Today my preoccupation is with an issue that doesn't openly flirt with religion or sponsorship as such and, for crying out loud, has no relation to SBW except for the superficial action of applying a strapping tape to symbolise how frayed an already fractured parent organisation the National Basketball League (NBL) is.

Okay so the dissidents call themselves the Wellington Saints and a prophet, Josh Duinker, is at the centre of all the kerfuffle of a cover-the-logo protest against Basketball New Zealand (The NBL's previous sponsors must be wishing now they hadn't switched allegiances to netball this winter with the impending mileage as Saints intend to continue the protest).

Hey, I get it. It's still uncanny how the acronym BNZ is applicable to the SBW saga even though the sporting body prefers to bounce with BBNZ.

The Kevin Braswell-coached defending champions made a statement against BBNZ in their eight-on-the trot victory over the Canterbury Rams in Wellington on Monday.

Braswell is seething that BBNZ has reclassified Australian-born, NZ passport-toting power forward Duinker as an import after he turned out as a homeboy in the first six NBL outings.

But here's the catch. Duinker represented the Netherlands in 2013, thus falling foul of the Fiba laws that state he is ineligible to pull on a Tall Blacks tank top and oversized shorts.

I agree that BBNZ has committed a shot-clock violation in allowing him to play for the Nelson Giants in 2015 while missing Duinker going Dutch.

You see, the whole saga is a comedy of administrative blunders akin to New Zealand Football's disqualification from Rio Olympics over eligibility rules pertaining to South Africa-born Deklan Wynne last year.

Consequently the onus is on the Saints and the Giants to do their homework to ensure players fulfil eligibility criteria.

What is more unbelievable than Duinker holding an NZ passport but playing as an import is how he relegated this country as his last preference. He had the choice to play for his birth country of Australia, father's birth country the Netherlands or as a naturalised citizen through his Kiwi mother.

This is a bloke who embraced New Zealand on turning 16, represented age-group Australia in a Fiba competition after turning 18 and then went Dutch.

If there's one thing Duinker has in common with SBW is that he's all about putting himself first. For that reason take a bow BBNZ.

To hark back to players of dual nationality, such as former Hawks forward Adrian Majstrovich and Luke Martin, is grasping at straws because old oversights shouldn't be a reason to open eligibility to recurring abuse.

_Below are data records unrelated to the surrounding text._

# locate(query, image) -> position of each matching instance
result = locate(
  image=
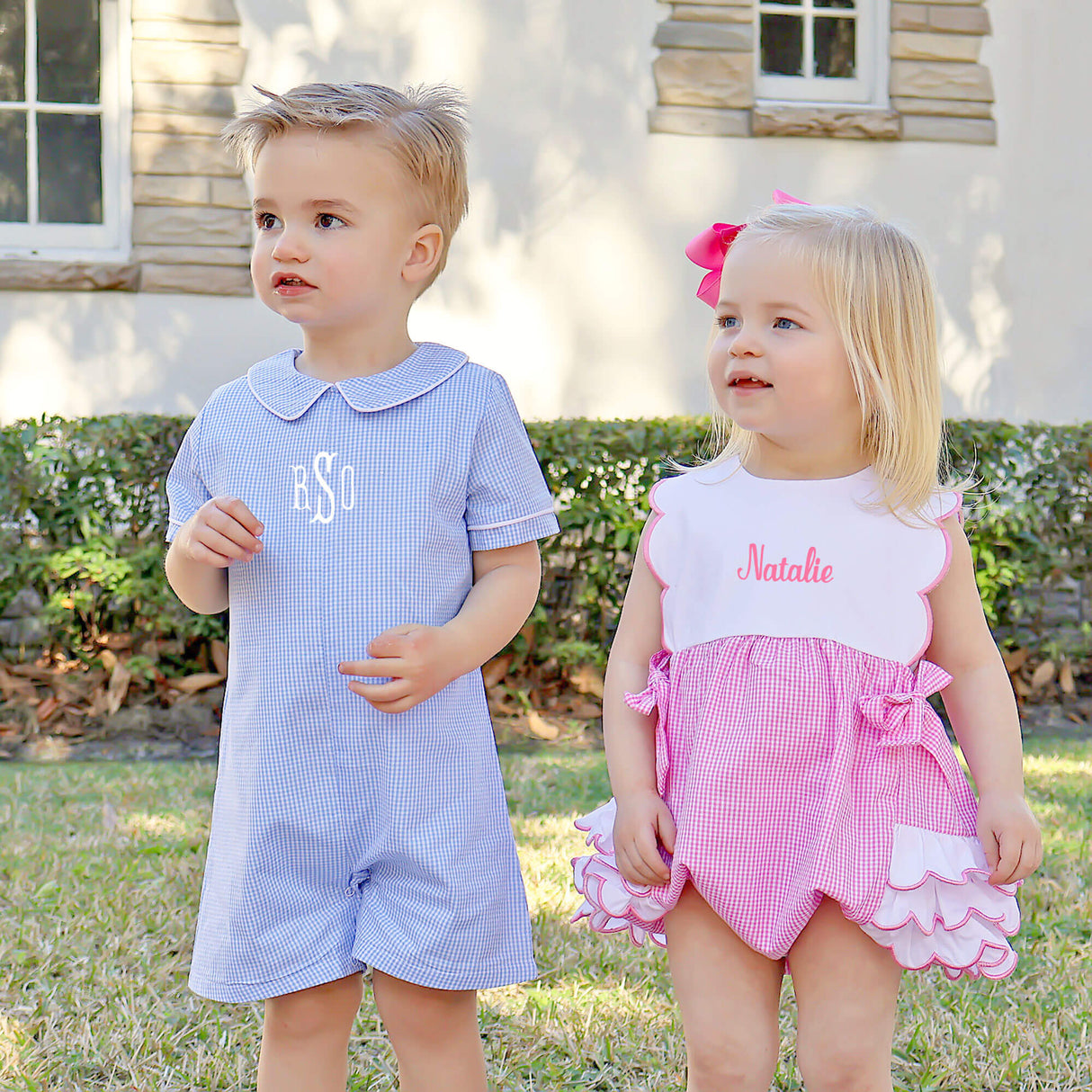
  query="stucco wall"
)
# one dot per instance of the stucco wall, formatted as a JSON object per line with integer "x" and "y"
{"x": 569, "y": 275}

The other burning question is if the Saints are culpable then shouldn't their points from six matches be docked?

No one likes to benefit off the court but rules are made to be followed so if the Saints continue to mask the logo then BBNZ should go for the jugular.

For Braswell to deflect attention on the Rams' "five imports" because of their three Oceania players is tantamount to a cheap shot from a franchise that is cash rich.

Pacific Island players are New Zealand and Australia's conscience of neglect, not just in basketball but any code, not to mention rugby.

Would the Saints like to list how many "locals" they have developed in the past few decades as opposed to enticing other Kiwis at the expense of Wellington-bred talent?

Get behind the parent body because the code's survival in this part of the world depends on solidarity despite Duinker's dilemma.